Viu a moita de capim se mover lentamente e o vulto silencioso se aproximar da cerca. Era magro mas forte, feio porém másculo, barbudo além da conta e exibia uma pica que jamais em seus sonhos havia suspeitado.

Quando deu por si estava sendo forçada contra a parede de madeira do galinheiro. Uma de suas pernas ele a havia erguido tanto que lhe contraia o ventre, a bucetona bem aberta e seus dedos rudes se afundavam na carne macia de creme.

Ela deixou que seus fluidos vazassem longamente lambuzando a mão toda, enquanto segurava firme a pica dura dele e verificava que, diferente do marido não podia dar a volta em sua circunferência.

Sentiu o cheiro forte do cigarro de palha escondido atrás da orelha dele e a barba riscando suas tetas, os lábios buscando os bicos vermelhos e enrijecidos.

Ela mesma esfregou a cabeça da pica entre os lábios da buceta para que ficassem impregnados de seus líquidos e escorregasse mais facilmente por entre as dobras até invadir lentamente suas entranhas. Arfou, procurou a boca para beija-la mas ele riu e ela percebeu que de certa forma ele zombava dela.

Depois ergueu sua outra perna e ela ficou à mercê dele, os pés sobre seus ombros, os quadris, a buceta e o cu, tudo à disposição dele, para que a fodesse como bem desejasse.

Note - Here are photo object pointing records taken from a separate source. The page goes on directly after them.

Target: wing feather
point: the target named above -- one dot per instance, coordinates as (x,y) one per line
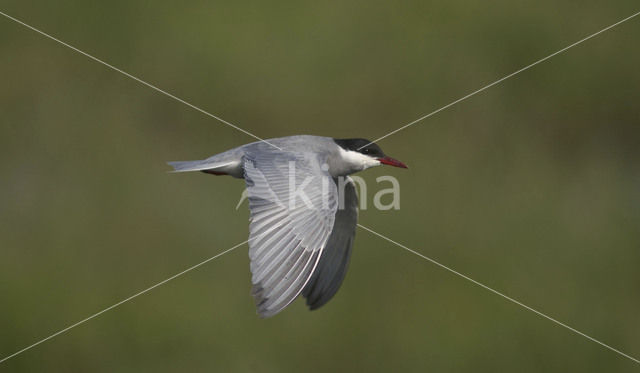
(286,239)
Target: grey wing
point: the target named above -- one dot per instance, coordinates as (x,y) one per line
(332,267)
(286,238)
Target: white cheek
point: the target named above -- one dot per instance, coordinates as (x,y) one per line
(359,161)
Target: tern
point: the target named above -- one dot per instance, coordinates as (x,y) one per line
(303,212)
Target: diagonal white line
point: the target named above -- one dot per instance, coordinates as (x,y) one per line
(137,79)
(499,293)
(502,79)
(121,302)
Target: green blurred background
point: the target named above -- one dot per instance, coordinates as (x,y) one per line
(531,187)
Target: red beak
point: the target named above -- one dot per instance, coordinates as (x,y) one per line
(392,162)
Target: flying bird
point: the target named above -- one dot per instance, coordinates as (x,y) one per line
(303,212)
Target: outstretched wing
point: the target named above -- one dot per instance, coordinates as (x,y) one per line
(332,267)
(293,202)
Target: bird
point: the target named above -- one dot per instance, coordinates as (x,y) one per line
(303,212)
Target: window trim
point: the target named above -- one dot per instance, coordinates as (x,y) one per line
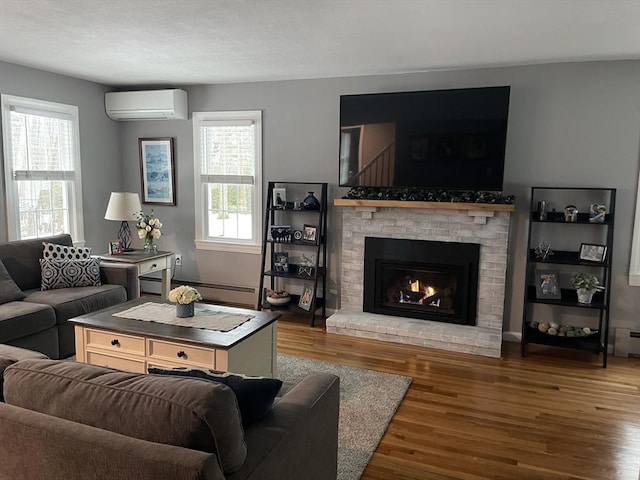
(227,245)
(61,110)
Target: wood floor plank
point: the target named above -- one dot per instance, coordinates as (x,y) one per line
(553,415)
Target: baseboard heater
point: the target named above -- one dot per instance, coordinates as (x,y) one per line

Sentiu a grossura do caralho visitando os lugares que há dois anos não sentiam o calor de uma macho. Seus braços soltaram-se dele e ela desfaleceu de gozo, o sumo escorrendo por suas bolas, por suas pernas magras e peludas.

Ele desatolou o caralho e um esguicho atingiu seus pelos. Os pentelhos negros saturados de porra, viu a cabeça marrom reluzente de esperma surgir e afundar-se novamente para começar tudo de novo.

Durante dez minutos ela foi fodida e, por fim, abandonada sem uma palavra, as calças sendo ajustadas pelo cinturão de couro, os pés se afastando em direção à cerca. O cheiro de fumo de corda se esmaecendo no ar da manhã.

No dia seguinte, ao contar as galinhas, sorriu ao verificar que lhe faltavam três. E, calmamente, beijou a testa do marido enquanto empurrava a cadeira de rodas para a sombra da mangueira.